眠りに落ちる前と変わらない河原の景色だ。
二人が何を警戒していたのか全く分からなかった。
「ホセさん、シズさん?」
もう一度名を呼ぶ。
そうしたらややあって、シズがようやく、は、と細く長い息を吐いた。
「いや、すまない。何もなかったようだ」
よくわからなくて首を傾げた。
何かおかしな気配を感じて警戒していたけれど、結局は何もなかったみたいだったと言うことなのだろうか。
「えぇっと、あの……大丈夫、なのですか?」
おそるおそる問いかけると、シズは小さく頷いて。
「ああ。今からこれでは身が持たないからな。諦めるしかないのだろう。……ホセも」
よくわからないことを言いながらシズはホセに何かを促しているようだった。
そう言えばシズは警戒を解いたようだったけれど、ホセはそうではなかったな、とそれでもずっと僕の傍らにピタとくっついていたホセの様子を窺った。

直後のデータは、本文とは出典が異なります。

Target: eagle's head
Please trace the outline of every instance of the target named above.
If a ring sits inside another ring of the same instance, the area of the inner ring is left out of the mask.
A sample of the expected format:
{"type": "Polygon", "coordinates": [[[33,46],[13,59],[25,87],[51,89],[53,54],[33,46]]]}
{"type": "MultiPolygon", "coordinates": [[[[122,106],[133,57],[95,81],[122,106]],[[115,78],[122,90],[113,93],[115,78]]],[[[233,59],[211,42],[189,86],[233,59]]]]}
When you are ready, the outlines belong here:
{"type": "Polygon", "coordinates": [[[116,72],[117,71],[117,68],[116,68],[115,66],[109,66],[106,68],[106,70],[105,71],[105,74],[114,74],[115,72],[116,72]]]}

温かさも、柔らかな毛並みも何も変わらないのだけれど、気配が随分と尖っている。
まだ何かを警戒しているのか。
わからなかった。
だけどそれからややあって、ホセも何かを諦めたかのようにそろそろと息を吐いて体を緩めて。
何もなさそうだということを、ようやく認められたということなのだろうか。
首を傾げる僕に、シズがその通りだとでも言わんばかりに小さく頷いていた。
次いで、
「では、そろそろ行こうか。デュニナも、問題ないようなら」
僕の方は元々、何も問題なんてない。
敢えて言うなら夢見が少し悪かったぐらいだろうか。
だがそんなことで歩き始めるのを拒否なんてするはずがなくて。
「はい、大丈夫です」
頷いて立ち上がった。
いつものようにホセがやんわりと支えてくれる。
それに合わせ、身を預けきって、シズがこちらを気にしながら歩き始めるのへ着いていった。
川沿いを進む。
川はきらきらと何も変わらない顔をして、ただ、止まらずに流れ続けていた。